Globular clusters tell tale of star formation
Study shows development is more efficient closer to the dense center of Virgo's cluster of galaxies.
Provided by NASA Headquarters, Washington, D.C.
August 5, 2008
Globular star clusters, dense bunches of hundreds of thousands of stars, have some of the oldest surviving stars in the universe. A new study of globular clusters outside our Milky Way Galaxy has found evidence that these hardy pioneers are more likely to form in dense areas, where star birth occurs at a rapid rate, instead of uniformly from galaxy to galaxy.
Astronomers used NASA's Hubble Space Telescope to identify over 11,000 globular clusters in the Virgo cluster of galaxies. Most are older than 5 billion years. The sharp vision of Hubble's Advanced Camera for Surveys resolved the star clusters in 100 galaxies of various sizes, shapes, and brightnesses, even in faint, dwarf galaxies. Comprised of over 2,000 galaxies, the Virgo cluster is the nearest large galaxy cluster to Earth, located about 54 million light-years away.
Astronomers have long known that the giant elliptical galaxy at the cluster's center, M87, hosts a larger than predicted population of globular star clusters. The origin of so many globulars has been a long-standing mystery.
"Our study shows that the efficiency of star cluster formation depends on the environment," said Patrick Cote of the Herzberg Institute of Astrophysics in Victoria, British Columbia. "Dwarf galaxies closest to Virgo's crowded center contained more globular clusters than those farther away."
The team found a bounty of globular clusters in most dwarf galaxies within 3 million light-years of the cluster's center, where the giant elliptical galaxy M87 resides. The number of globulars in these dwarfs ranged from a few dozen to several dozen, but these numbers were surprisingly high for the low masses of the galaxies they inhabited. By contrast, dwarfs in the outskirts of the cluster had fewer globulars. Many of M87's star clusters may have been snatched from smaller galaxies that ventured too close to it.
"We found few or no globular clusters in galaxies within 130,000 light-years from M87, suggesting the giant galaxy stripped the smaller ones of their star clusters," explained Eric Peng of Peking University in Beijing, China, and lead author of the Hubble study. "These smaller galaxies are contributing to the buildup of M87."
Hubble's "eye" is so sharp that it was able to pick out the fuzzy globular clusters from stars in our galaxy and from faraway galaxies in the background. "It's hard to distinguish globular clusters from stars and galaxies using ground-based telescopes," Peng said.
"With Hubble we were able to identify and study about 90 percent of the globular clusters in all our observed fields. This was crucial for dwarf galaxies that have only a handful of star clusters."
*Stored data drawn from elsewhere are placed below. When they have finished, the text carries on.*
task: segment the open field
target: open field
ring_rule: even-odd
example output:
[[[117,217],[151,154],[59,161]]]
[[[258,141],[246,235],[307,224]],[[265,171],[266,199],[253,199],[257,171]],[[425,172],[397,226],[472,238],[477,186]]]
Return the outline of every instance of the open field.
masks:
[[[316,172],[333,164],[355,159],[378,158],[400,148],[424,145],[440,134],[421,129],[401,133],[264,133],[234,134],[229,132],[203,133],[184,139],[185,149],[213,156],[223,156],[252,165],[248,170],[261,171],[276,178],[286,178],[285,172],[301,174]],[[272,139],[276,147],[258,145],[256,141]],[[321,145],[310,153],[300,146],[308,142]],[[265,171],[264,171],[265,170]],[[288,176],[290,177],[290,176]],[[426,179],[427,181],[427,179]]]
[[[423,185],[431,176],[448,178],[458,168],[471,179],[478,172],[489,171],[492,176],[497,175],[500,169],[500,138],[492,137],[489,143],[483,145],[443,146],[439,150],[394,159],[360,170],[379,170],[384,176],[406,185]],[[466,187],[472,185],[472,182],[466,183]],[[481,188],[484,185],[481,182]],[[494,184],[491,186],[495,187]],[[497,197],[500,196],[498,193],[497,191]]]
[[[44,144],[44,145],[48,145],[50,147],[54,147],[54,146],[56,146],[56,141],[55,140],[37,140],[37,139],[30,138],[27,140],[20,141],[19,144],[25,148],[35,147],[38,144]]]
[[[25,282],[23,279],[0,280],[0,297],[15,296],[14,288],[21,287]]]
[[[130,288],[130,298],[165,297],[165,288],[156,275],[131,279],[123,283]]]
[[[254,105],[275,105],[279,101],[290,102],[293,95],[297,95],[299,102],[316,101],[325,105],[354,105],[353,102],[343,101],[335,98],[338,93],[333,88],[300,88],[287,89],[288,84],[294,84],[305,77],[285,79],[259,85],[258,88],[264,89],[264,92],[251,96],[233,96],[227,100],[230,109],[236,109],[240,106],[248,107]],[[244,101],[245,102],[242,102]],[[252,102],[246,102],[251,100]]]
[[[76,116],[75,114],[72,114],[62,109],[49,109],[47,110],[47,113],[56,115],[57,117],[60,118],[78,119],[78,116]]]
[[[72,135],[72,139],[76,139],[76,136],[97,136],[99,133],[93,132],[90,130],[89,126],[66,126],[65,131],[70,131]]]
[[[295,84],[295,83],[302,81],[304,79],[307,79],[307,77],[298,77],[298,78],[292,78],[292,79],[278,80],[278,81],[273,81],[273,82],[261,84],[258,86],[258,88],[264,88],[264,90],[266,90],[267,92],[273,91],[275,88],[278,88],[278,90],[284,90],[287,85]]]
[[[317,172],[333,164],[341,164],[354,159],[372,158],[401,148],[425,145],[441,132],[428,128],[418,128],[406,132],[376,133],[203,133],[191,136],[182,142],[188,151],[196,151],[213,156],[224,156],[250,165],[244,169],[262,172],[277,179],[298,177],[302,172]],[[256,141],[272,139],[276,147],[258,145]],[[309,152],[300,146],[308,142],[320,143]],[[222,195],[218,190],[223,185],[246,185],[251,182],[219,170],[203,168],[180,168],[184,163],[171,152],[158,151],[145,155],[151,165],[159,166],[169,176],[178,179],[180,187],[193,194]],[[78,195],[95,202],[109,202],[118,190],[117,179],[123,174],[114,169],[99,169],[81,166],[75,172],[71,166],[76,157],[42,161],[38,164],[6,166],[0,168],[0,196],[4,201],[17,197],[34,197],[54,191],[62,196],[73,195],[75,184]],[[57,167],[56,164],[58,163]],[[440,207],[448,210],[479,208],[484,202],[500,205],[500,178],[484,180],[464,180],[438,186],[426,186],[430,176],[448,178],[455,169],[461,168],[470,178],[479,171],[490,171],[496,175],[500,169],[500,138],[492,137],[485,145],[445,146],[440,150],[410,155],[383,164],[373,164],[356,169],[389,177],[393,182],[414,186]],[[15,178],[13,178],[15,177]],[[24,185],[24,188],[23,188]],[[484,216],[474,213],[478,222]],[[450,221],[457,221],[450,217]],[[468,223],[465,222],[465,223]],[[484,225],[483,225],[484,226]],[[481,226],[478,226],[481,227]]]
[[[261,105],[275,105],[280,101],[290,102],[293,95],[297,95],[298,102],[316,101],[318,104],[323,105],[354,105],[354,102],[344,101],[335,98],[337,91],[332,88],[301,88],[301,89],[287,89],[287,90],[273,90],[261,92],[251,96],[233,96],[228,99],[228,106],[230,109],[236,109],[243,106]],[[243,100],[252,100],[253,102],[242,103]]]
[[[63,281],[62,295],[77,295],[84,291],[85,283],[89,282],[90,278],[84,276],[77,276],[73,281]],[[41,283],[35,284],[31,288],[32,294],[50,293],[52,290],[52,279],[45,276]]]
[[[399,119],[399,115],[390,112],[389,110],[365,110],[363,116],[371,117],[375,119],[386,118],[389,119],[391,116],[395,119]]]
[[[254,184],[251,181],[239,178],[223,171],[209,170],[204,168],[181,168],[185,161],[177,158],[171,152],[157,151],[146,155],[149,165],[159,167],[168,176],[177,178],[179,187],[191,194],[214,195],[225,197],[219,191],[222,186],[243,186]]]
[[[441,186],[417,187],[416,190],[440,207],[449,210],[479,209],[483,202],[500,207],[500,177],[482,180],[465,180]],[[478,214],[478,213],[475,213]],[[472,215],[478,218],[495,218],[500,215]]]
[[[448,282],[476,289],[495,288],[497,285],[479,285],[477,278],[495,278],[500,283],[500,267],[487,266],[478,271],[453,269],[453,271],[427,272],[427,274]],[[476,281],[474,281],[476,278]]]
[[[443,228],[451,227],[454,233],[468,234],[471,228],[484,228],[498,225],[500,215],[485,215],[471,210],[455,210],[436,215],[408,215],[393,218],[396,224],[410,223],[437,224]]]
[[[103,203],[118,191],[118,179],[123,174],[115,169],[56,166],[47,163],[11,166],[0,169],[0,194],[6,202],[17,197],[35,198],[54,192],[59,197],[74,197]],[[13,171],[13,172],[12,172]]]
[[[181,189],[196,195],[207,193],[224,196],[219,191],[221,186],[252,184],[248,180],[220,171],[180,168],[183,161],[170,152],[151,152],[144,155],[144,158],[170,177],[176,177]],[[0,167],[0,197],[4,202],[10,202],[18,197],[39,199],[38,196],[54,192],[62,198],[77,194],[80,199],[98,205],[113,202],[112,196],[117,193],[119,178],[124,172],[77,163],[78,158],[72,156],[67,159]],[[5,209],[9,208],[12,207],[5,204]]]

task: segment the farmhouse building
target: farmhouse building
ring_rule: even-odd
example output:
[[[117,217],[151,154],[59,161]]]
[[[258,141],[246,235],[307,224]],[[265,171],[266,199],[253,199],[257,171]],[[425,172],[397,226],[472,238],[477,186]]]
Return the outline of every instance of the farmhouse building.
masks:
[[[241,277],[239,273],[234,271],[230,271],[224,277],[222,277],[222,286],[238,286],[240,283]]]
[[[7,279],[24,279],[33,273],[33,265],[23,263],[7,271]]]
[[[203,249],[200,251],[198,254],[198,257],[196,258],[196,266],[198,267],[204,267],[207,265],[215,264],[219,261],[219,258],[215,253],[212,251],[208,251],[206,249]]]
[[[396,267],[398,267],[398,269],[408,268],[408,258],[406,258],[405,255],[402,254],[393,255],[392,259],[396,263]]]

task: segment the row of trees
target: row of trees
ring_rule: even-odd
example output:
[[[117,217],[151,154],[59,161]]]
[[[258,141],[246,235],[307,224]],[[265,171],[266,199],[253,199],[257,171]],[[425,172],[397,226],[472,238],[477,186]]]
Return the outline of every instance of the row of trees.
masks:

Evidence of M87's galactic cannibalism comes from an analysis of the globular clusters' composition. "In M87 there are three times as many globulars deficient in heavy elements, such as iron, than globulars rich in those elements," Peng said. "This suggests that many of these 'metal-poor' star clusters may have been stolen from nearby dwarf galaxies, which also contain globulars deficient in heavy elements."
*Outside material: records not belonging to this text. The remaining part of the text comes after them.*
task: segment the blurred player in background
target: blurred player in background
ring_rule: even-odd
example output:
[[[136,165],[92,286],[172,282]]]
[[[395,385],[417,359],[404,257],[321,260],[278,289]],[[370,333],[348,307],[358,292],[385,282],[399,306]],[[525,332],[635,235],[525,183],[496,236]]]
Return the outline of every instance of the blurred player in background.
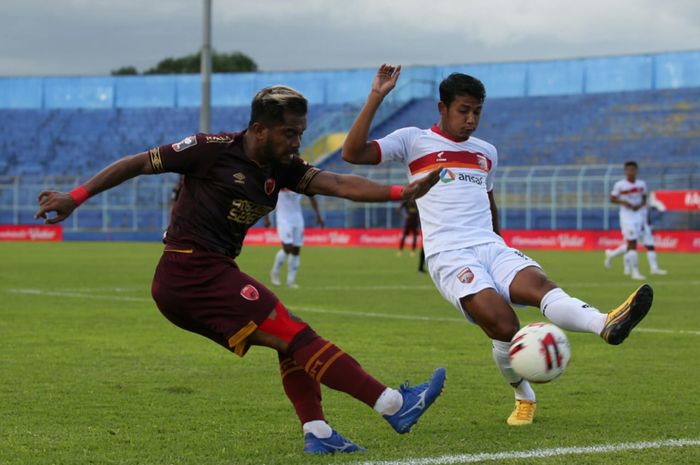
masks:
[[[282,249],[275,255],[275,261],[270,271],[270,281],[273,285],[280,285],[280,270],[287,262],[287,287],[298,289],[296,282],[297,271],[299,270],[301,246],[304,244],[304,212],[301,208],[302,194],[289,189],[282,189],[277,197],[275,207],[275,219],[277,221],[277,235],[282,243]],[[318,203],[313,197],[309,197],[311,208],[316,214],[316,224],[324,226],[321,211]],[[265,227],[270,227],[269,216],[264,218]]]
[[[650,273],[665,275],[667,271],[659,268],[656,259],[656,244],[647,208],[647,184],[637,178],[638,171],[637,162],[626,162],[625,178],[617,181],[610,193],[610,201],[620,206],[620,230],[625,242],[616,249],[605,251],[604,265],[610,268],[615,257],[624,255],[624,273],[632,279],[642,280],[644,276],[639,272],[637,255],[638,241],[647,249]]]
[[[39,194],[36,217],[63,221],[89,197],[139,175],[184,175],[151,287],[158,308],[175,325],[239,356],[253,345],[277,351],[284,391],[302,423],[304,451],[354,452],[363,449],[325,421],[321,384],[374,408],[405,433],[440,394],[445,370],[418,386],[385,386],[292,315],[235,258],[248,228],[275,207],[280,189],[361,202],[405,200],[425,194],[438,173],[408,186],[387,186],[314,168],[298,156],[306,113],[307,101],[295,90],[263,89],[243,132],[197,134],[124,157],[70,193]],[[50,212],[56,216],[49,218]],[[244,409],[250,408],[256,406]]]
[[[499,234],[494,200],[496,148],[472,137],[486,90],[478,79],[454,73],[440,83],[440,120],[430,129],[407,127],[368,141],[372,119],[399,78],[401,67],[382,65],[343,145],[350,163],[401,163],[412,181],[441,168],[441,182],[417,200],[428,271],[443,297],[492,341],[492,353],[513,387],[515,410],[509,425],[532,423],[535,392],[513,371],[510,341],[520,328],[512,304],[539,307],[569,331],[600,335],[620,344],[644,318],[653,299],[643,285],[609,313],[569,296],[540,265],[506,245]]]
[[[418,232],[420,230],[420,220],[418,218],[418,205],[415,200],[405,200],[396,209],[403,214],[403,232],[399,241],[399,251],[396,253],[399,257],[403,253],[403,247],[406,242],[406,237],[409,234],[413,236],[411,244],[411,257],[416,255],[416,243],[418,242]]]

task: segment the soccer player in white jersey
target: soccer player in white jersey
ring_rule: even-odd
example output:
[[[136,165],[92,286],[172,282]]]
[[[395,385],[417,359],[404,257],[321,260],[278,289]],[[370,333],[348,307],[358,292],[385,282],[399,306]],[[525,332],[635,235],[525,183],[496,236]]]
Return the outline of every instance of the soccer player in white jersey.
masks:
[[[441,181],[417,200],[425,255],[440,293],[492,340],[493,357],[515,391],[509,425],[527,425],[535,415],[530,384],[510,366],[510,340],[520,328],[512,304],[539,307],[554,324],[600,335],[620,344],[651,308],[653,291],[640,286],[620,306],[601,313],[569,296],[539,264],[508,247],[499,235],[494,200],[496,148],[472,136],[486,96],[476,78],[454,73],[440,84],[440,119],[429,129],[407,127],[368,141],[372,119],[396,85],[401,67],[382,65],[343,145],[343,159],[356,164],[395,161],[409,179],[442,167]]]
[[[277,220],[277,235],[282,243],[282,248],[275,255],[275,261],[270,271],[270,281],[275,286],[281,284],[280,271],[287,261],[287,287],[297,289],[297,271],[299,270],[301,246],[304,244],[304,213],[301,208],[303,194],[282,189],[277,198],[275,215]],[[323,218],[318,208],[318,203],[313,197],[309,197],[311,208],[316,213],[316,223],[323,227]],[[265,225],[269,226],[270,220],[265,217]]]
[[[624,255],[625,274],[632,279],[642,280],[639,272],[637,242],[641,241],[647,249],[647,261],[651,274],[665,275],[666,270],[659,268],[656,260],[654,236],[649,224],[647,211],[647,184],[637,178],[639,167],[637,162],[625,163],[625,178],[613,186],[610,201],[620,205],[620,230],[625,242],[618,248],[605,251],[605,267],[610,268],[615,257]]]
Studying globular star clusters is critical to understanding the early, intense star-forming episodes that mark galaxy formation. They are known to reside in all but the faintest of galaxies.
"Star formation near the core of Virgo is very intense and occurs in a small volume over a short amount of time," Peng noted. "It may be more rapid and more efficient than star formation in the outskirts. The high star-formation rate may be driven by the gravitational collapse of dark matter, an invisible form of matter, which is denser and collapses sooner near the cluster's center. M87 sits at the center of a large concentration of dark matter, and all of these globulars near the center probably formed early in the history of the Virgo cluster."
The fewer number of globular clusters in dwarf galaxies farther away from the center may be due to the masses of the star clusters that formed, Peng said. "Star formation farther away from the central region was not as robust, which may have produced only less massive star clusters that dissipated over time," he explained.